La curiosità, ma anche il senso di fastidio con cui aveva iniziato a indagare sulle proprie radici diventa, dopo un episodio drammatico, un processo dirompente. Se i padri hanno la colpa di esigere che i figli rendano conto delle loro azioni, questa pretesa diventa insostenibile se vi sono due padri antitetici. Tale lacerazione porterà l’ambizioso ingegner Marchisio ad afflosciarsi nella realtà di un “uomo senza qualità”.
Sulla duplice identità, sulle tensioni laceranti che ne son o generate, vi sono pagine fondamentali nella letteratura. Tuttavia in questo romanzo vi è una specificità: la stretta connessione fra le due identità in una persona e quelle che segnano la realtà urbana e sociale di Torino, con le sue caratteristiche del tutto peculiari. Una città in cui per decenni tutti sono cresciuti “ sotto l'occhio vigile della stesa matrigna, quella che una volta dettava il ritmo del nostro lavoro, del nostro riposo, che definiva l'orizzonte dei nostri sogni e che oggi, invecchiata e indebolita, è come quelle donne, un tempo bellissime, che del loro passato di creature magnifiche e crudeli, non hanno saputo conservare che la spietatezza". In questa immagine vi è la sintesi di un'evoluzione del sistema industriale e dei mutamenti sociali, delle dolorose tensioni che ne sono conseguiti.
Svanito con la fine di un protezionismo benevolo il rapporto tra la grande industria e la comunità torinese, idealizzato da Valletta, nulla sarà più come prima: la logica della competizione imprenditoriale porterà alla delocalizzazione di imprese, alla chiusura dei capannoni, alle tensioni che sfociarono nella “marcia dei quarantamila”. Una conflittualità che ha fatto emergere la contrapposizione tra due anime della città: una cultura torinese propria della borghesia, di cui Perissinotto tratteggia ironicamente in un flash un modo di essere, un valore, quello della discrezione: “Far piano, non disturbare, parlare a bassa voce, non chiamare le persone da una stanza all’altra”, e un nucleo antagonistico che ha fatto di Torino un epicentro del terrorismo.

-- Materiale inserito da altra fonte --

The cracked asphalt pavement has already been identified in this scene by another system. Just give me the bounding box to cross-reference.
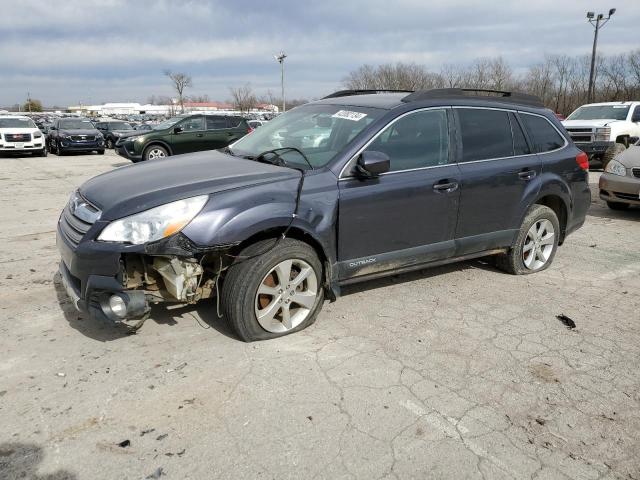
[0,152,640,480]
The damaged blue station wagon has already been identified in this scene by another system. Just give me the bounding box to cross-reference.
[57,89,591,341]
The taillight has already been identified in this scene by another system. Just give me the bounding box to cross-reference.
[576,152,589,171]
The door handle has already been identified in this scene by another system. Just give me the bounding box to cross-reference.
[518,170,537,180]
[433,181,458,193]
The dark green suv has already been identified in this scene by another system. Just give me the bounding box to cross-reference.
[115,114,252,162]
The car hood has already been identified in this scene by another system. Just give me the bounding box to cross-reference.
[80,150,300,220]
[562,119,620,128]
[58,128,99,135]
[616,145,640,168]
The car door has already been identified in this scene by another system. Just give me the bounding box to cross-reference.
[453,107,542,255]
[338,107,460,280]
[204,115,231,150]
[171,115,207,155]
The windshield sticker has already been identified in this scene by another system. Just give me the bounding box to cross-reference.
[331,110,367,122]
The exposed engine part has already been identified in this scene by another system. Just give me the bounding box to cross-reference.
[153,257,203,303]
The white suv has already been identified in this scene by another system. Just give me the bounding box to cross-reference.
[562,102,640,168]
[0,115,47,157]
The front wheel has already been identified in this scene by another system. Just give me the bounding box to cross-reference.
[221,238,324,342]
[143,145,169,160]
[496,205,560,275]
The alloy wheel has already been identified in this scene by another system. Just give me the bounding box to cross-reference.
[254,259,318,333]
[522,218,555,270]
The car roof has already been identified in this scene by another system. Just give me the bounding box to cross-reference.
[312,92,408,110]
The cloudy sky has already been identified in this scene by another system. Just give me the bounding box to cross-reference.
[0,0,640,105]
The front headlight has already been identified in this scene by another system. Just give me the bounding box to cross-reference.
[98,195,209,245]
[604,160,627,177]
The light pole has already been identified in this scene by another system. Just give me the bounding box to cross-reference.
[273,52,287,112]
[587,8,616,103]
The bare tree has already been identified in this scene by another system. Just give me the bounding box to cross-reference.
[229,83,258,112]
[164,70,193,112]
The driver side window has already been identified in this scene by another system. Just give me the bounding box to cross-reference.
[367,110,449,172]
[178,117,204,132]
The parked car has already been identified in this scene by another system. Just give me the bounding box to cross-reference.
[562,102,640,169]
[247,120,267,130]
[599,140,640,210]
[57,89,591,341]
[95,121,134,148]
[116,114,251,163]
[47,118,105,155]
[0,115,47,157]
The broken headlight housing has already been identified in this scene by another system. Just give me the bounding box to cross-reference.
[98,195,209,245]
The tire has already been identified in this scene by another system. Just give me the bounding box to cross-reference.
[221,238,324,342]
[142,145,169,160]
[607,202,629,210]
[496,204,560,275]
[602,143,627,170]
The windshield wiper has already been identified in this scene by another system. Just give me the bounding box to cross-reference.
[252,147,314,170]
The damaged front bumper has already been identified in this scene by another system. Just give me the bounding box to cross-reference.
[56,227,233,323]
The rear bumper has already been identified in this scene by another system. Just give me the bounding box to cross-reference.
[598,173,640,205]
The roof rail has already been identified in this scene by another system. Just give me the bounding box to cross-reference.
[402,88,544,107]
[322,88,414,100]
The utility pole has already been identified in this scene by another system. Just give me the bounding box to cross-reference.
[587,8,616,103]
[273,51,287,112]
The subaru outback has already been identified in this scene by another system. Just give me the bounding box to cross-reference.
[115,114,252,163]
[57,89,591,341]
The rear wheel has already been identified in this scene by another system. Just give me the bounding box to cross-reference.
[607,202,629,210]
[602,143,627,170]
[221,239,324,342]
[143,145,169,160]
[496,205,560,275]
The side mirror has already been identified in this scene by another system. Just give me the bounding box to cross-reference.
[356,150,391,178]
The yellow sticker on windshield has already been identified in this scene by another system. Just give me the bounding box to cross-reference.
[331,110,367,122]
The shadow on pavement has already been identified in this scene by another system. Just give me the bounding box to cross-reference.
[0,443,78,480]
[53,273,237,342]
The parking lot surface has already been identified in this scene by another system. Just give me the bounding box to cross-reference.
[0,152,640,480]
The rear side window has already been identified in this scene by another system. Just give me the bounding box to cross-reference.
[456,108,513,162]
[509,113,531,155]
[367,110,449,171]
[205,116,227,130]
[520,113,564,153]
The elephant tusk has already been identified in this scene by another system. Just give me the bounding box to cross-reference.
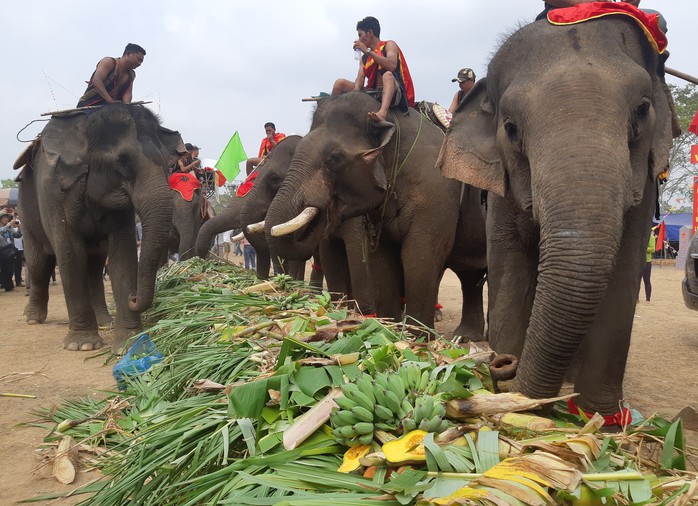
[271,207,319,237]
[247,220,264,234]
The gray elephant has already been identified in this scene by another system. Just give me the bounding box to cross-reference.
[439,16,671,421]
[196,135,322,286]
[15,104,185,351]
[265,92,485,337]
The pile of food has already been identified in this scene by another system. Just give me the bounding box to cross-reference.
[24,259,698,506]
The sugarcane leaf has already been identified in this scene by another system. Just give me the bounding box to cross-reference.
[423,432,453,472]
[291,366,332,397]
[228,379,268,419]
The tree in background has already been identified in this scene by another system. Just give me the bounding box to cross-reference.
[659,84,698,213]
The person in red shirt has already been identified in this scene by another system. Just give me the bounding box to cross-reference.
[247,121,286,176]
[332,16,414,121]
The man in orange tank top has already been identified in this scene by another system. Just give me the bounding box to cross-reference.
[332,16,414,121]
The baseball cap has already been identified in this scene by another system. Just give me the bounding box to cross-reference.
[451,67,475,83]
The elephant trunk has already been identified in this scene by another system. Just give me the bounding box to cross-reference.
[514,139,630,404]
[196,197,244,258]
[264,168,330,260]
[128,170,172,313]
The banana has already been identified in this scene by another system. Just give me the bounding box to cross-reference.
[373,404,395,422]
[352,422,373,436]
[356,374,376,404]
[417,369,429,393]
[402,418,417,434]
[385,390,400,415]
[351,406,373,422]
[334,396,356,411]
[331,410,359,427]
[359,433,373,445]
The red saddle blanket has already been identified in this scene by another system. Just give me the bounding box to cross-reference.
[236,170,259,197]
[169,172,201,202]
[548,2,667,54]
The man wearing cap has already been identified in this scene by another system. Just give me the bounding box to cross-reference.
[77,43,145,107]
[332,16,414,121]
[448,67,475,112]
[246,121,286,176]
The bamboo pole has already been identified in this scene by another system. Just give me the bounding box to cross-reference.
[664,67,698,84]
[42,101,152,116]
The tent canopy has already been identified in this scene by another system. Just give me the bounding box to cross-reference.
[652,213,693,242]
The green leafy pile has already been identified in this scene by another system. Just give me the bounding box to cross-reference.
[24,259,698,506]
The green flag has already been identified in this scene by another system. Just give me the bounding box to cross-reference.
[216,130,247,181]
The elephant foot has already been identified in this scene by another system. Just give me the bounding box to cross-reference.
[63,330,103,351]
[453,323,485,342]
[24,303,48,325]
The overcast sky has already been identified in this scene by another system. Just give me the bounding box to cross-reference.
[0,0,698,183]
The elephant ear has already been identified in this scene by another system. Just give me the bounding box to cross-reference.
[41,113,88,190]
[359,121,395,190]
[649,75,673,181]
[436,78,505,196]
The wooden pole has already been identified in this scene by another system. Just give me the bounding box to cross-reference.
[42,101,152,116]
[664,67,698,84]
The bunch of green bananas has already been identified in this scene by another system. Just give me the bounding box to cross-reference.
[331,363,448,446]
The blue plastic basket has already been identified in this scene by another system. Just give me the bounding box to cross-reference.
[113,334,165,390]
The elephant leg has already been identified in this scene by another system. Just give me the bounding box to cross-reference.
[487,192,538,358]
[575,183,656,415]
[446,269,486,341]
[310,252,325,290]
[87,254,112,327]
[58,241,103,351]
[109,217,141,353]
[368,239,402,321]
[24,248,56,325]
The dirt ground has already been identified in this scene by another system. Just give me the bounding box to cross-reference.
[0,257,698,505]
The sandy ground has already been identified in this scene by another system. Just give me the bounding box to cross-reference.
[0,257,698,505]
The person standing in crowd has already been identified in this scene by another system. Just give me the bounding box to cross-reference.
[242,237,257,269]
[77,44,145,107]
[246,121,286,176]
[638,225,659,304]
[0,211,17,292]
[332,16,414,121]
[448,67,475,112]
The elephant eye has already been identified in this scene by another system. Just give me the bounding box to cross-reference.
[635,97,652,119]
[504,119,519,141]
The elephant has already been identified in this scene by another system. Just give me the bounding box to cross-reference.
[438,16,672,423]
[265,92,486,339]
[14,104,185,351]
[195,135,322,286]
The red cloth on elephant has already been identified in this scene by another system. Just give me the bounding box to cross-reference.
[548,2,667,54]
[169,172,201,202]
[235,170,259,197]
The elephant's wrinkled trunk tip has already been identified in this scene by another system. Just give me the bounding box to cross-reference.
[271,207,320,237]
[247,220,265,234]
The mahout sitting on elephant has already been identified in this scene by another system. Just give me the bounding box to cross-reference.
[265,92,485,338]
[439,15,671,423]
[15,104,185,351]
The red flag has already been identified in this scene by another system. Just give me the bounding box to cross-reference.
[688,111,698,135]
[212,167,227,188]
[654,220,666,251]
[691,144,698,164]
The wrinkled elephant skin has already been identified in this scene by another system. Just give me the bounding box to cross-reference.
[265,92,484,327]
[439,16,671,415]
[15,105,184,351]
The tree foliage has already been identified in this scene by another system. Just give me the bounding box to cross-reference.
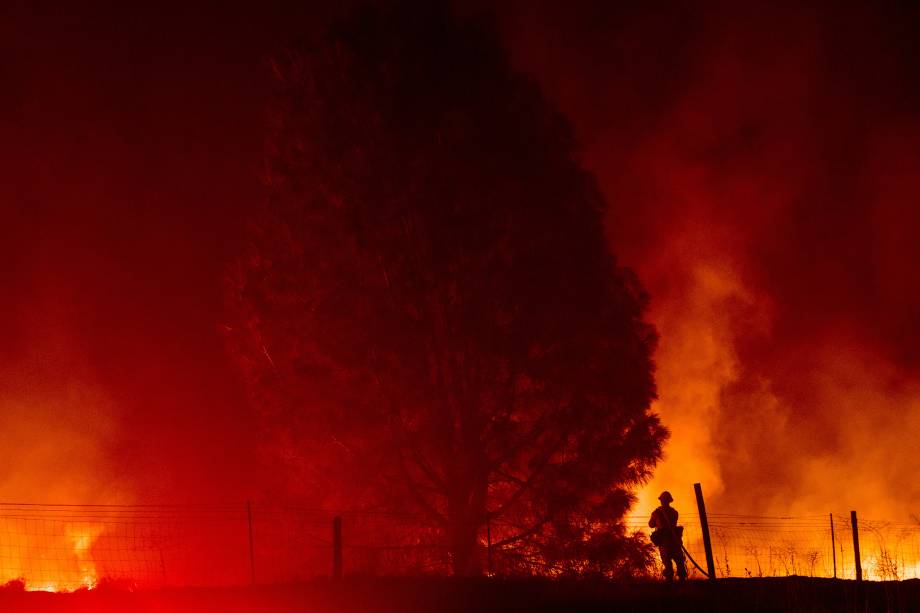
[230,3,666,574]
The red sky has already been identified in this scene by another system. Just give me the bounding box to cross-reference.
[0,2,920,512]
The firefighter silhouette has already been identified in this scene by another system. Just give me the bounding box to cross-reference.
[648,491,687,582]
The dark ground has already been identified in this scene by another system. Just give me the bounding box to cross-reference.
[0,577,920,613]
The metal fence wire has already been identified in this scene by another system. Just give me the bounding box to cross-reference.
[0,503,920,590]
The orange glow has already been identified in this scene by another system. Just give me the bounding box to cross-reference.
[0,519,102,592]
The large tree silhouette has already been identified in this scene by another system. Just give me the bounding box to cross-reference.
[230,3,666,574]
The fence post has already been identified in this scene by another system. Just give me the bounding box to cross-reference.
[246,500,256,585]
[850,511,862,581]
[486,519,492,577]
[693,483,716,581]
[332,515,342,580]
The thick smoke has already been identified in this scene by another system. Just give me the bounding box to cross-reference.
[504,3,920,519]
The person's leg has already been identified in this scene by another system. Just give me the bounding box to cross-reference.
[658,547,674,583]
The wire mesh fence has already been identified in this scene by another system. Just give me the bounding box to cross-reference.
[0,504,920,590]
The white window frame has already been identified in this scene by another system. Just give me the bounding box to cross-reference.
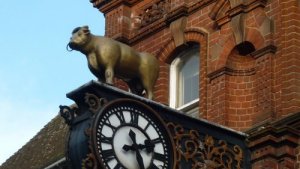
[169,46,200,118]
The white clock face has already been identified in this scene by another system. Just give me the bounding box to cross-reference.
[95,101,172,169]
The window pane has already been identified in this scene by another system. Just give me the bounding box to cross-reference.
[179,51,199,106]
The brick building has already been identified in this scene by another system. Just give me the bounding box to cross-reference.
[0,0,300,169]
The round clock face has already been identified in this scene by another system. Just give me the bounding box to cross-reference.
[93,99,174,169]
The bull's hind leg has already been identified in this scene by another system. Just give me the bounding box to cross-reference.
[105,67,114,84]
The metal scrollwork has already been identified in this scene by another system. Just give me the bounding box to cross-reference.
[84,93,107,113]
[81,128,98,169]
[168,122,243,169]
[59,105,77,125]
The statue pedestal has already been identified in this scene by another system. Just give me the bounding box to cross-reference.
[60,81,251,169]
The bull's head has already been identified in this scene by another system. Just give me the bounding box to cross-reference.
[67,26,91,51]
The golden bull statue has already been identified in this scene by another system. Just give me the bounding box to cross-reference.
[68,26,159,99]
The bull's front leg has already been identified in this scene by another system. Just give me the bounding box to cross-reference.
[105,67,114,85]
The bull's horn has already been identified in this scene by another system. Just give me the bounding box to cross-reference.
[66,43,73,52]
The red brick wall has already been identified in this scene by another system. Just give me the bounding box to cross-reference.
[94,0,300,131]
[95,0,300,169]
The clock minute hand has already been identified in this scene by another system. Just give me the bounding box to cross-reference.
[129,130,145,169]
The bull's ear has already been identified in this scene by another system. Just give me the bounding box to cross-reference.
[82,26,90,34]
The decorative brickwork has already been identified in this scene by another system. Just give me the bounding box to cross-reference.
[90,0,300,168]
[1,0,300,169]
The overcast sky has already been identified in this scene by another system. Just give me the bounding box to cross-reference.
[0,0,104,164]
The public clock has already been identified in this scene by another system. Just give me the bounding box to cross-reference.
[92,99,175,169]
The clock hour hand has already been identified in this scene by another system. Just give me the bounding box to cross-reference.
[123,130,145,169]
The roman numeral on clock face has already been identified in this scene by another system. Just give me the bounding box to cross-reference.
[116,112,125,124]
[153,152,167,162]
[100,133,113,144]
[130,112,139,125]
[102,149,116,162]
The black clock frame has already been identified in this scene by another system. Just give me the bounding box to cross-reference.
[91,99,176,169]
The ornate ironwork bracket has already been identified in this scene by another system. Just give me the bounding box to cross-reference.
[59,105,78,126]
[168,122,243,169]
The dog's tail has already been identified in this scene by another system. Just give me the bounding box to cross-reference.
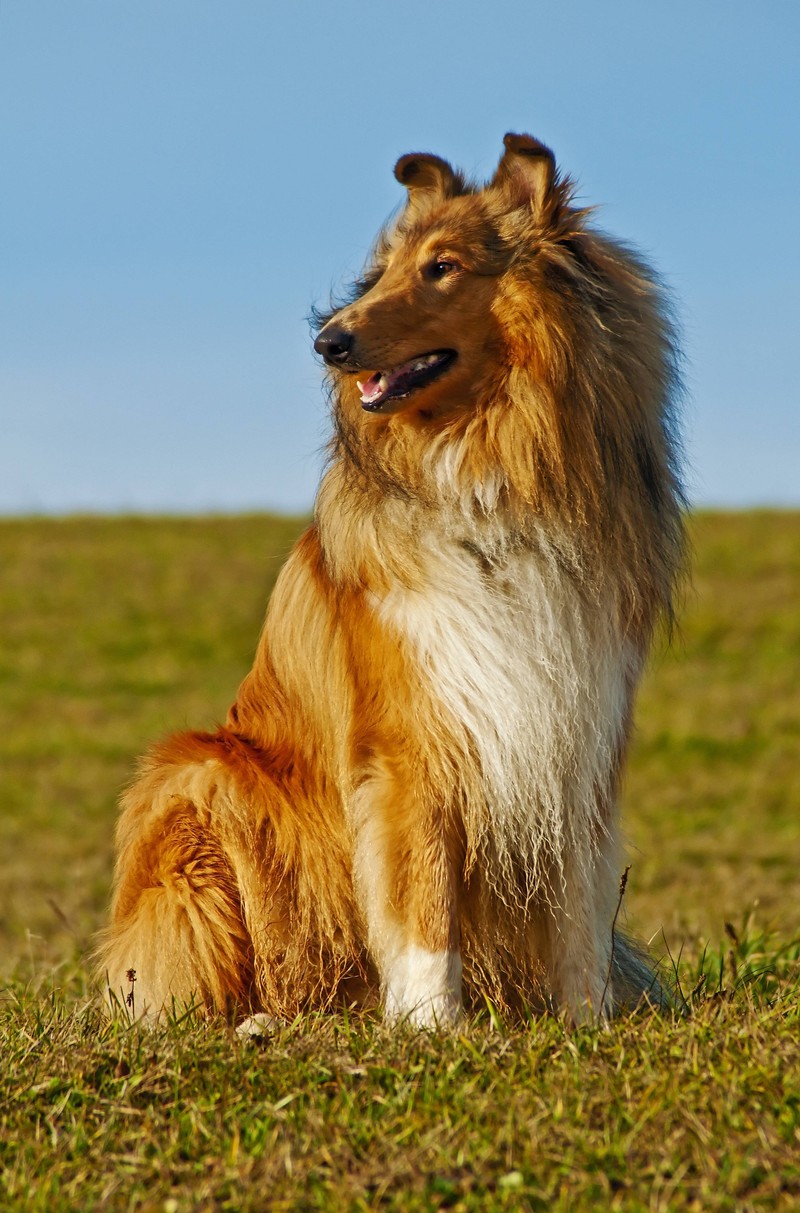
[611,930,685,1014]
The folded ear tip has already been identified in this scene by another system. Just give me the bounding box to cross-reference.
[503,131,555,160]
[394,152,417,186]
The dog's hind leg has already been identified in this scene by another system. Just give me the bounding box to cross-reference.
[98,742,253,1019]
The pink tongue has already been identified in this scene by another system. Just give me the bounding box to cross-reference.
[359,371,383,404]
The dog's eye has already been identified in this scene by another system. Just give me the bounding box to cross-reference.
[425,257,461,280]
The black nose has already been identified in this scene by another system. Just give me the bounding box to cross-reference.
[314,324,353,366]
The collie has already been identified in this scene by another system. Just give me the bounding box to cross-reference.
[101,135,684,1025]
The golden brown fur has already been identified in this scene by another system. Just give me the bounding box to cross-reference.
[101,136,682,1024]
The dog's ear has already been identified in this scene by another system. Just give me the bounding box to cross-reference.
[492,133,555,215]
[394,152,458,213]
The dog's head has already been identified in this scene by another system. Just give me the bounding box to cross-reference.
[314,135,579,417]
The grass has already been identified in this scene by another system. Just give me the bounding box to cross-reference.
[0,513,800,1213]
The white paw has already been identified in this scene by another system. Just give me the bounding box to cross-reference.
[383,945,462,1029]
[236,1010,278,1041]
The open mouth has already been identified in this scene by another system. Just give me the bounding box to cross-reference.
[356,349,458,412]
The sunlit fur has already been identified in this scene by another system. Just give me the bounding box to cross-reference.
[101,136,682,1025]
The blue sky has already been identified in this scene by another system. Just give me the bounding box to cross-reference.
[0,0,800,513]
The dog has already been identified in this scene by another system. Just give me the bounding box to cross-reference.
[99,135,685,1027]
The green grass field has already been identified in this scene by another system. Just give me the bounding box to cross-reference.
[0,512,800,1213]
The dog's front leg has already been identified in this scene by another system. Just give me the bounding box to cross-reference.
[352,767,462,1027]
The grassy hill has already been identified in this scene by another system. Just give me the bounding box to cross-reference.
[0,512,800,1211]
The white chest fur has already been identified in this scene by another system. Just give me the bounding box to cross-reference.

Di tale realtà, “Le colpe dei padri” traccia un quadro vivo, con un’analisi della realtà torinese altrettanto ricca, ma certamente più coinvolgente di una ricerca di sociologia urbana. Lo stile è particolarmente gradevole, con efficaci pennellate che ampliano la narrazione a problematiche più generali, a considerazioni sulla storia del nostro Paese (da segnalare le frecciate sulle “creature dell’ombra”).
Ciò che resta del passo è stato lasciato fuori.